Já imaginou pagar uma compra, receber o troco a menos e ainda sair da loja sem contestar? Esse comportamento é semelhante ao de 21% da população do Centro-Oeste. Para essas pessoas, é comum enfrentar problemas de consumo, como ficar insatisfeito com o produto ou serviço, e, mesmo assim, não reclamar. No Brasil, 62% dos habitantes raramente criam caso com as empresas, mesmo quando consideram ter motivos suficientes. Uma pesquisa realizada pela Fundação Getulio Vargas (FGV) mostrou que, entre as razões que justificam essa omissão, está o fato de 33% não conhecerem os próprios direitos assegurados em lei. Além disso, 38% nunca ouviram falar do Código de Defesa do Consumidor. A FGV ouviu 1,4 mil pessoas, em fevereiro.

O auxiliar de administração David Alves Rocha, 25 anos, conta que não leu nem acessou as cópias do código na internet. “Eu sei que tenho direitos, mas nunca tive a oportunidade de estudar o assunto”, explica. Em todo o país, apenas 16% dos entrevistados afirmaram ter consultado as normas alguma vez, apesar de a maioria — 82% — ter declarado que conhece ou tem familiaridade com as garantias legais.

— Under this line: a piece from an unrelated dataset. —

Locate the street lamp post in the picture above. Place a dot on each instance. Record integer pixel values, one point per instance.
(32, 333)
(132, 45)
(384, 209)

A conclusão do estudo, segundo um dos coordenadores, o professor e ex-diretor do Departamento de Proteção e Defesa do Consumidor do Ministério da Justiça, Ricardo Morishita Wada, é de que, apesar de ter noções sobre os direitos e deveres envolvidos em um negócio, o brasileiro ainda exige pouco. “O dado positivo é que o Código tem apenas duas décadas e pegou, as pessoas sabem o que é. Porém, por acharem que não compensa ou que demora a resolver um problema, mais da metade da população, mesmo sabendo que foi lesada, resolve deixar para lá”.

O mais comum, segundo a pesquisa, é que o consumidor reclame apenas quando o valor empenhado é mais alto. Esse é exatamente o caso da servidora pública Isabel Soares, 50 anos. “Eu até iria ao Procon, porque pequenos problemas ocorrem com frequência, mas falta tempo. Tem uma loja a que eu vou sempre, mas o atendimento nunca é bom. Se eu pudesse iria em outra certamente, mas não há opção, por isso acabo voltando”, conta. As únicas vezes em que ela procurou o Instituto de Defesa do Consumidor foi para resolver problemas com terrenos.

Há alguns anos, Isabel foi enganada ao comprar um lote. A área não era residencial e foi demarcada em espaço público. “Me atenderam bem, resolvi o problema rapidamente. Me aconselharam a sustar o cheque e deu tudo certo”, lembra. Ocorre que nem todos os consumidores se sentem confortáveis para levar os impasses para longe dos balcões das lojas.
Vergonha de reclamar
A pesquisa da FGV aponta ainda que parte do público que respondeu à enquete — 8% — não reclama por sentir vergonha. No Centro-Oeste, o número — 9% — é maior que a média nacional. Os índices crescem entre pessoas de baixa escolaridade. Dos entrevistados com ensino fundamental incompleto, 10% ficam intimidados. Entre os de escolaridade alta, com superior completo, apenas 4% sentem o mesmo constrangimento.

A aposentada Aurea Gaiti, 64 anos, adotou um método próprio para se prevenir de problemas com lojas e fornecedores. Quando percebe que o atendimento é ruim, não volta mais. No entanto, considera que as pessoas mais humildes sofrem discriminação. Foi por este motivo que ela já sentiu vontade de ir até o Procon, mas hesitou. “Eu prefiro fugir da humilhação”, confessa. Para ela, levar discussões para o próximo nível significa se expor demais.

Morishita, professor da FGV, diz que esta atitude é preocupante. “Quando você conhece seus direitos e exerce, é um cidadão mais responsável. Mas as pessoas com baixa escolaridade têm dificuldade em assimilar isso. Ao olhar para alguém desprovido de direitos, ela também é desprovida de deveres”, conclui.

Segundo ele, esse é um retrato do país que serve ao governo como ponto de partida para o desenvolvimento de políticas. “Se você tem vergonha para exercer seu direito quando compra um produto que não funciona, que obrigação você tem? É um jogo de perde-perde. Prejudica a pessoa, a sociedade e o mercado”, resume.